FDA is at a crossroads because of Cannabis. Its long policy has been focused on single-molecule drugs, but that’s the antithesis of the Ensemble Effect ethos of Cannabinoid producers today.

For 51 years FDA has been the science experts the federal used to prop up the lie of Schedule 1 and “Cannabis has no medical value,” contra to Congressional intent and 47 states with 98% of the U.S. population, as well as 91% of public opinion.

Even the very founding of FDA is connected to Cannabis, the 1906 Pure Food and Drug Act was in part a response to safe, effective popular “patent medicines” of which Cannabis was often a major component. On U.S. shelves since 1830, they were made by many of today’s drug companies and dispensed by pharmacists.

So Cannabis and FDA go deep together. But its current position on Cannabis is here, here, and here. It’s still anti-science and grossly irresponsible, bordering on criminal. It is profoundly negligent of FDA to maintain Schedule 1 for Cannabis (or Psilocybin for that matter). Federally-funded PubMed has over 26,850 studies on Cannabis, and most show medical value. Plus, many times FDA has allowed medicines which later found to be quite harmful, so it’s not as though it is a zero-risk presumption.

FDA irrevocably lost the moral, scientific, commercial, and political high ground because of its stance on Cannabis. Therefore, Cannabis has the potential to vastly change FDA for the better. For the better in terms of scientific integrity, consumer response, commercialization, and attitude towards traditional medicine, herbal medicine, multi-molecule products, today’s gray market products, and products closer to the ground than the lab. More friendly to phyto medicines. FDA could mandate pharmaceutical production by batch using QR codes, full disclosure, and transparency; despite that being a Cannabis industry standard already, it’ll take a re-tooling of FDA to accomplish it now.

FDA’s mismanagement of CBD is but one unintended consequence of lying about the medical value of Cannabis for 51 years. How can they regulate a Schedule 1 controlled substance so awful it has no medical value and a high potential for addiction, but is also so safe and effective that it is on the market now anyway with few negative consequences. It’s Schrödinger’s Cannabinoid, and it lays bare the 51 year lie. So today they’re scratching their heads to figure out what the market already did years ago on CBD and cannabinoids. Even many states got it sorted better than FDA by making CBD regulated as a food, the Tenth Amendment approach to the issue.

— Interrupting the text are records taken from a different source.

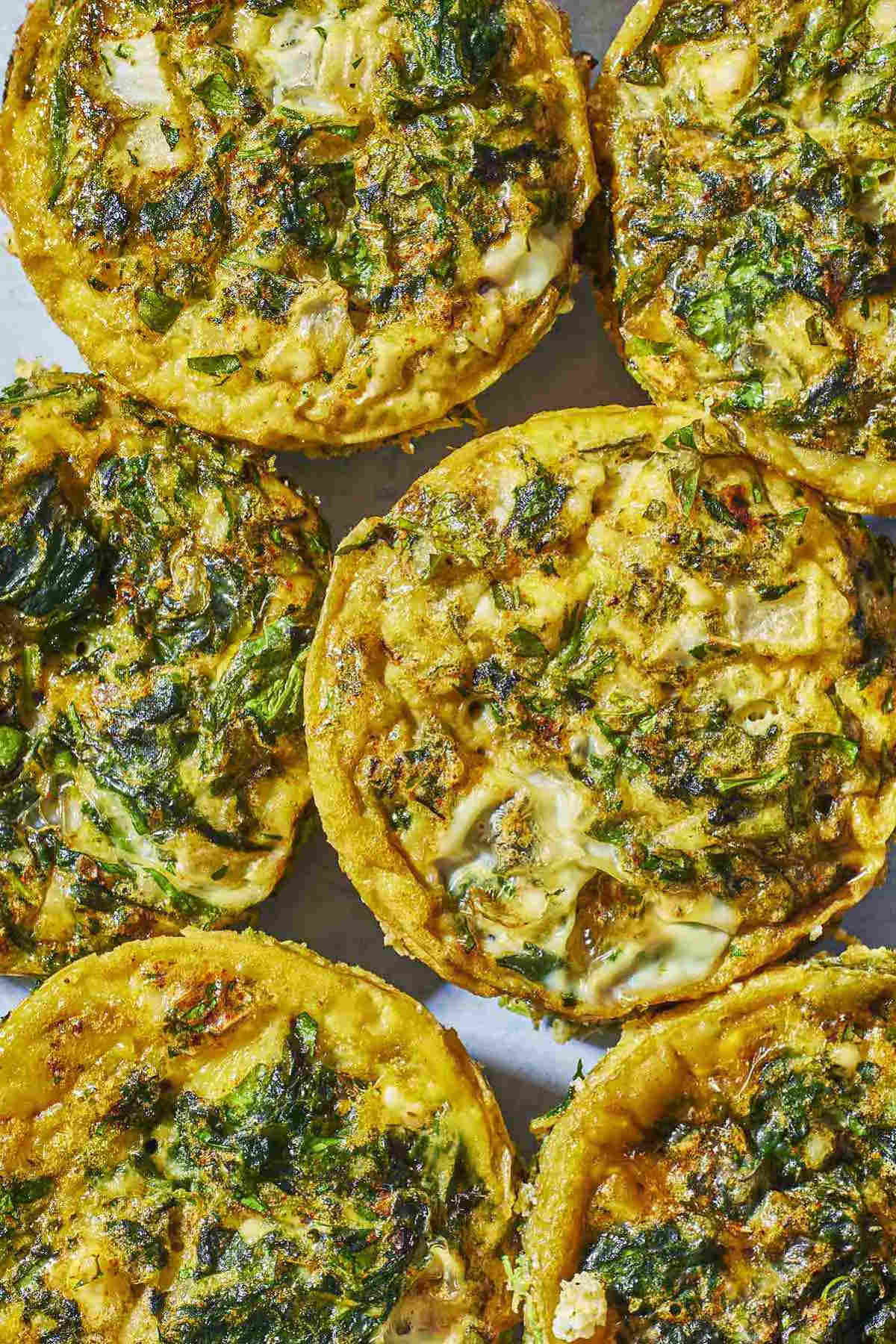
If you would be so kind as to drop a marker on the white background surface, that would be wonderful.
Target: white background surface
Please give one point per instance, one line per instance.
(574, 366)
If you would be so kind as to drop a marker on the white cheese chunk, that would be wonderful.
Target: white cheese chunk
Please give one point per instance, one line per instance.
(134, 72)
(524, 267)
(582, 1307)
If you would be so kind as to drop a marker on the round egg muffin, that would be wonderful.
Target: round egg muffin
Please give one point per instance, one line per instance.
(220, 1139)
(159, 591)
(305, 225)
(747, 250)
(602, 712)
(729, 1172)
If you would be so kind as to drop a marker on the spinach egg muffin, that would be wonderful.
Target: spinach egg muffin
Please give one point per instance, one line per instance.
(747, 252)
(602, 712)
(159, 591)
(222, 1140)
(729, 1172)
(309, 225)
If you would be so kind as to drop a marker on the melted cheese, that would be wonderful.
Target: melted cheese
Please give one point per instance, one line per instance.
(134, 74)
(582, 1308)
(524, 265)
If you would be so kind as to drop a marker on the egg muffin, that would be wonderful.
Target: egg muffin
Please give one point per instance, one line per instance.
(159, 591)
(729, 1172)
(222, 1139)
(601, 714)
(305, 225)
(746, 249)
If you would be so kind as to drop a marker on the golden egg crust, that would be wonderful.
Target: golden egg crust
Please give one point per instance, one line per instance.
(601, 714)
(304, 225)
(746, 242)
(159, 591)
(220, 1137)
(727, 1172)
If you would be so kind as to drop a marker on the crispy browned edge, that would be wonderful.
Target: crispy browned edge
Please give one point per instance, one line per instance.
(849, 483)
(205, 409)
(290, 974)
(630, 1088)
(388, 882)
(151, 922)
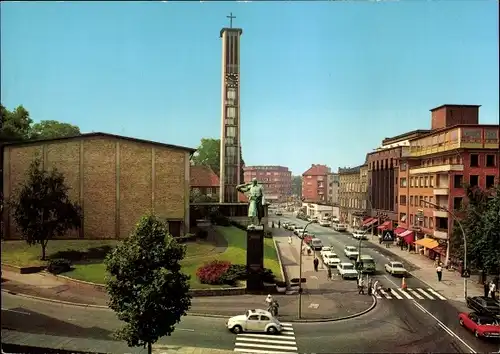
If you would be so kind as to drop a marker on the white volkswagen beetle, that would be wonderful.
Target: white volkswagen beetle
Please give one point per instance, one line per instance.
(254, 321)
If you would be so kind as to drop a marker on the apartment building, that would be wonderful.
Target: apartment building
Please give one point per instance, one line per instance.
(353, 188)
(315, 184)
(433, 170)
(277, 181)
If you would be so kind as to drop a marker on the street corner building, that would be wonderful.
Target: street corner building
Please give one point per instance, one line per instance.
(115, 179)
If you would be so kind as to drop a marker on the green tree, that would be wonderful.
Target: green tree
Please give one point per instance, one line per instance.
(147, 289)
(16, 124)
(42, 209)
(49, 129)
(208, 154)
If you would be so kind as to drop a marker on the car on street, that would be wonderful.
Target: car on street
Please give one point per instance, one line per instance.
(485, 326)
(298, 230)
(325, 223)
(325, 249)
(351, 252)
(484, 305)
(347, 271)
(254, 321)
(330, 259)
(340, 227)
(359, 235)
(396, 268)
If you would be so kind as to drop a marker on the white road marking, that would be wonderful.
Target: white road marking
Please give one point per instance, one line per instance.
(443, 326)
(436, 294)
(425, 294)
(280, 347)
(385, 294)
(417, 295)
(16, 311)
(408, 296)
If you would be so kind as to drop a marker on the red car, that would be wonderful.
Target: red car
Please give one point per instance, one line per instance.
(481, 325)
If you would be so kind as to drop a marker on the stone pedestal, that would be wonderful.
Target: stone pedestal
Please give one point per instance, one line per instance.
(255, 258)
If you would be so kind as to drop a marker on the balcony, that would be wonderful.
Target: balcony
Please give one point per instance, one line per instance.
(440, 191)
(441, 234)
(439, 214)
(436, 169)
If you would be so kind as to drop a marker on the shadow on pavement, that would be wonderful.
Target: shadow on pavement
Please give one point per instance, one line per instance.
(27, 321)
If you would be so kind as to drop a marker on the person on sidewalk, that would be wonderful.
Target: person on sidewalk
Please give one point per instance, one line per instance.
(316, 264)
(361, 286)
(439, 272)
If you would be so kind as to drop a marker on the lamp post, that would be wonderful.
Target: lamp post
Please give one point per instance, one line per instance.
(299, 314)
(463, 235)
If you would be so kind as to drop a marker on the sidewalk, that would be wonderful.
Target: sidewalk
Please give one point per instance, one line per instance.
(452, 285)
(94, 345)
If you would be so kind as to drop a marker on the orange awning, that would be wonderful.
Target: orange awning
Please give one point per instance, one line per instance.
(427, 243)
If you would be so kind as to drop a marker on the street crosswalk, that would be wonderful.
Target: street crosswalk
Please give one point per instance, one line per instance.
(283, 343)
(410, 294)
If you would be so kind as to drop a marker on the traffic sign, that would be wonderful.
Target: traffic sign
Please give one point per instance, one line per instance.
(388, 236)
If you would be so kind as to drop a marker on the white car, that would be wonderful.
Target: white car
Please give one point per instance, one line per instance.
(298, 230)
(330, 259)
(325, 249)
(254, 321)
(359, 235)
(347, 271)
(395, 268)
(325, 223)
(351, 252)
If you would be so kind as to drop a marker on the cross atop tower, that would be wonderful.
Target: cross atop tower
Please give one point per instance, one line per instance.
(230, 17)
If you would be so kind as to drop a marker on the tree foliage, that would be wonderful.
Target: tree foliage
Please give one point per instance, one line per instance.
(42, 208)
(18, 125)
(147, 289)
(480, 219)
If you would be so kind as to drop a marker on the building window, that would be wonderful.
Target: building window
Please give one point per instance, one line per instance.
(457, 203)
(490, 160)
(474, 160)
(474, 180)
(490, 181)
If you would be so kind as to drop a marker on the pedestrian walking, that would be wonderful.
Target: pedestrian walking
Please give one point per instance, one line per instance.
(361, 286)
(439, 272)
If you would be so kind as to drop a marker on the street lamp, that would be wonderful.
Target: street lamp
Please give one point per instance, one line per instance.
(463, 235)
(300, 269)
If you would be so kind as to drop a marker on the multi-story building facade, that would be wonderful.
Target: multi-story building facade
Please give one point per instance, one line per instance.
(434, 169)
(277, 180)
(353, 187)
(333, 189)
(383, 178)
(315, 184)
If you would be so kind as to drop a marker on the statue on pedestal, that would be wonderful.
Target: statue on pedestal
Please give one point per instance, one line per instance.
(255, 193)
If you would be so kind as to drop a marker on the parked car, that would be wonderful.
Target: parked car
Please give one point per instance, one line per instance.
(486, 305)
(254, 321)
(395, 268)
(340, 227)
(330, 259)
(481, 325)
(347, 271)
(351, 252)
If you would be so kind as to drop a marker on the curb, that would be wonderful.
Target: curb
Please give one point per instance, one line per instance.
(194, 314)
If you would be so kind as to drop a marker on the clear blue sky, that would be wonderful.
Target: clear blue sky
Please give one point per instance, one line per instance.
(322, 82)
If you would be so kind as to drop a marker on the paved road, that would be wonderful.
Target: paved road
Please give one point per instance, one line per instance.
(421, 309)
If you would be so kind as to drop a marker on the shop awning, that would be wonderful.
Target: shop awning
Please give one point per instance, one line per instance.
(427, 243)
(385, 225)
(408, 236)
(399, 231)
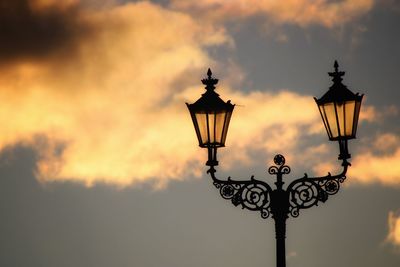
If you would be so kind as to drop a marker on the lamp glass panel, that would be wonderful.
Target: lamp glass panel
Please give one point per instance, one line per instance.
(201, 119)
(219, 127)
(341, 118)
(329, 116)
(211, 128)
(349, 117)
(226, 126)
(356, 115)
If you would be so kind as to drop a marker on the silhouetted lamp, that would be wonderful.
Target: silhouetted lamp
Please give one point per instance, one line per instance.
(211, 116)
(340, 108)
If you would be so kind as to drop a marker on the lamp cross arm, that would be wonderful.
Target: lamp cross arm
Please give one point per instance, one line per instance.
(250, 194)
(307, 191)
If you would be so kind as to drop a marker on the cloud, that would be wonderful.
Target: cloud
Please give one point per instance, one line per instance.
(376, 162)
(298, 12)
(393, 236)
(37, 28)
(109, 108)
(107, 113)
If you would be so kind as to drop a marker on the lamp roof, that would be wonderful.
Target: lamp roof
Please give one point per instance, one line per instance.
(338, 92)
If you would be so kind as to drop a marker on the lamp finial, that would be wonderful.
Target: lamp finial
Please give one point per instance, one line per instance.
(209, 82)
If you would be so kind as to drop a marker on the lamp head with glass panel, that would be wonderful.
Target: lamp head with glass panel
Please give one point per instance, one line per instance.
(340, 109)
(211, 116)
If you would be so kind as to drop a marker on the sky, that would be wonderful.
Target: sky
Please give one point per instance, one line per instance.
(99, 162)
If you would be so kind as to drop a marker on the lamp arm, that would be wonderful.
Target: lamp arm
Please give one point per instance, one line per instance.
(308, 191)
(252, 194)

Today, FDA is clearly broken as evidenced by the over 20,000 unregistered New Dietary Ingredients on the market with impunity, let alone the CBD and Delta-8 fiascoes it created through negligence.

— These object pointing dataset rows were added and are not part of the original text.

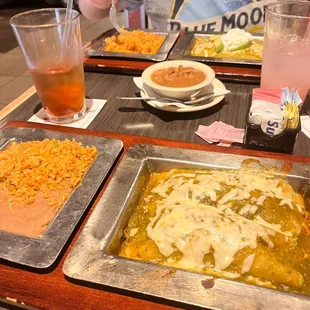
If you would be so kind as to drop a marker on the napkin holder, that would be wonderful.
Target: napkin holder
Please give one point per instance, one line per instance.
(256, 139)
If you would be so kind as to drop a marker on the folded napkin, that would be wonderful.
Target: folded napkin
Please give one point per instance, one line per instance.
(93, 107)
(220, 132)
(305, 125)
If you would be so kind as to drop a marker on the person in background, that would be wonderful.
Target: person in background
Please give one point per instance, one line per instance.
(189, 15)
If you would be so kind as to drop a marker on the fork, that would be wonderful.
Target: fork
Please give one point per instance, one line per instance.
(113, 12)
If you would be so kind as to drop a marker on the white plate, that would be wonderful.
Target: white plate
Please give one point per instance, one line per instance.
(216, 84)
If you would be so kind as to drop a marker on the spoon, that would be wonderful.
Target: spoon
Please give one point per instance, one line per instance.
(113, 12)
(193, 99)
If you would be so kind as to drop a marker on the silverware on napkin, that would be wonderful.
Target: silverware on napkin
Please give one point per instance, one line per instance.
(192, 101)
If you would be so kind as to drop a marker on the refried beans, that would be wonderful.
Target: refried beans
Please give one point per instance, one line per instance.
(178, 76)
(36, 179)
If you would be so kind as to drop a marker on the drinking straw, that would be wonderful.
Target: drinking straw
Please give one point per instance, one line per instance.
(67, 26)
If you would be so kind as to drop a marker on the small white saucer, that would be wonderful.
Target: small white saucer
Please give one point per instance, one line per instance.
(215, 85)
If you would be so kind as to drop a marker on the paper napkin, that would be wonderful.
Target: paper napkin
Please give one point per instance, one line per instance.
(305, 125)
(93, 107)
(220, 132)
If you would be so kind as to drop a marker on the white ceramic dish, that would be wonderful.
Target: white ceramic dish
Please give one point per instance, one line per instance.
(214, 86)
(177, 92)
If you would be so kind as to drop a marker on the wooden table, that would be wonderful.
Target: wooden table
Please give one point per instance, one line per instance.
(50, 289)
(137, 118)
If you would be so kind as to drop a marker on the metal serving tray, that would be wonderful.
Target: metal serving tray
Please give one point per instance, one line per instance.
(183, 47)
(96, 50)
(94, 256)
(41, 252)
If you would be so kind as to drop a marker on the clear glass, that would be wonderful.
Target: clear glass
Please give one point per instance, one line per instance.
(286, 58)
(52, 48)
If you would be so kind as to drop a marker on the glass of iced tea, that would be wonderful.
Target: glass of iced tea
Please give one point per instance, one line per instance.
(52, 47)
(286, 56)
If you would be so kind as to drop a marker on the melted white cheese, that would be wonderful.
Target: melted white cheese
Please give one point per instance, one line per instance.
(182, 222)
(247, 263)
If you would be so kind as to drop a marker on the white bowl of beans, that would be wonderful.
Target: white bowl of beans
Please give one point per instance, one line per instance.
(178, 79)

My suggestion is for FDA to rule that like the hempseed oil it typically is naturally and unavoidably in, CBD is an ingredient existing before the 1994 DSHEA cut-off (called GRAS, or Generally Recognized As Safe). Then open an Office of Cannabis like NIH’s Office of Dietary Supplements. Staff it with Canna-believers not Prohibitionists.

Let it be evidence-based from a different perspective. That could be regulation based on process not end-product, for example. After a dozen millennia in human culture around the world, we already understand just how safe Cannabis prodcts are, even DEA ruled that “marijuana is the safest therapeutically-active substance known to man.” Start from that belief and approve new Cannabinoid medicines quickly and easily. Consider it reparations for 51 years of FDA lies, “our” DSHEA or XXIst Amendment.

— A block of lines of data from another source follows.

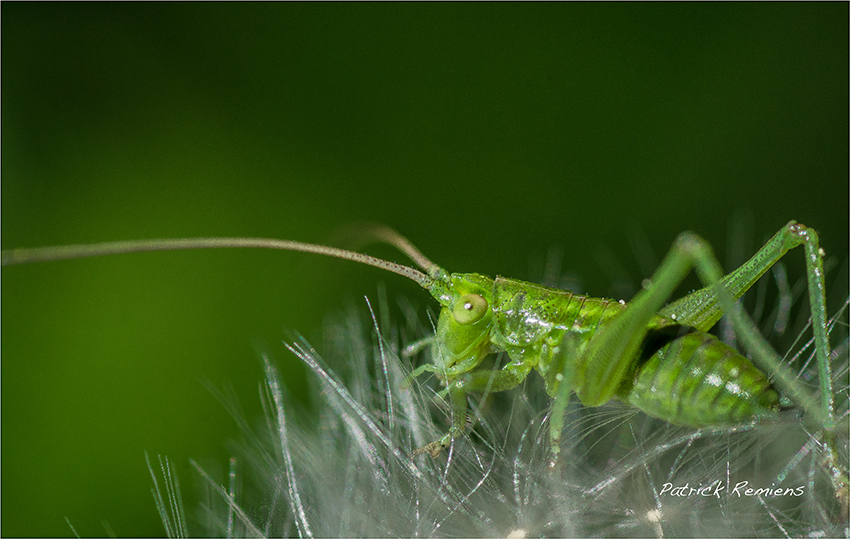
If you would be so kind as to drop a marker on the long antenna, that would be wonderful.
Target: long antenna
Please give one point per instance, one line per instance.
(66, 252)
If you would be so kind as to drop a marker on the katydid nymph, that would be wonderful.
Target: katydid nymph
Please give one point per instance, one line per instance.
(656, 358)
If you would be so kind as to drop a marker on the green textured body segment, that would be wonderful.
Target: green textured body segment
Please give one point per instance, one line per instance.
(532, 321)
(698, 381)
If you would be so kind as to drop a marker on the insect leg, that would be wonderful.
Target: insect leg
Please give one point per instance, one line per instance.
(790, 236)
(481, 380)
(610, 354)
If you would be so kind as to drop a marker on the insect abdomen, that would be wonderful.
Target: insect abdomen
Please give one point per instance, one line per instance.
(698, 381)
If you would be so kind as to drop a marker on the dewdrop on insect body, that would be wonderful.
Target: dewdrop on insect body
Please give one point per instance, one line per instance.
(642, 353)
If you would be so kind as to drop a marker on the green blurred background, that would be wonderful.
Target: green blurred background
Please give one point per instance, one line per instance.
(485, 133)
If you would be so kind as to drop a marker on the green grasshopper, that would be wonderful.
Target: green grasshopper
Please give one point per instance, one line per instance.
(656, 358)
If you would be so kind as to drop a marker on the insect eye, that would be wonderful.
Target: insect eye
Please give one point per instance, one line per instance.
(469, 308)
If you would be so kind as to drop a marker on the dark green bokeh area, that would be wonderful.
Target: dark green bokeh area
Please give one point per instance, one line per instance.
(485, 133)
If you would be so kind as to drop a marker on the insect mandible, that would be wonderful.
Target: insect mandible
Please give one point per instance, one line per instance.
(656, 358)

Embrace multi-molecule products, since with 150 cannabinoids and 200 terpenes there are 30,000 possible combinations. Regulate intrastate producers like food or supplements, not drugs. Allow an easier path to approval, assume natural phytocannabinoids are safe unlike the man-made synthetic molecules FDA is used to regulating. Use best practice analytical standards. Make it easier to get products to market, not harder.

Cannabis has the potential to vastly improve public health and transform the practice of medicine for the better…. if only FDA will let it!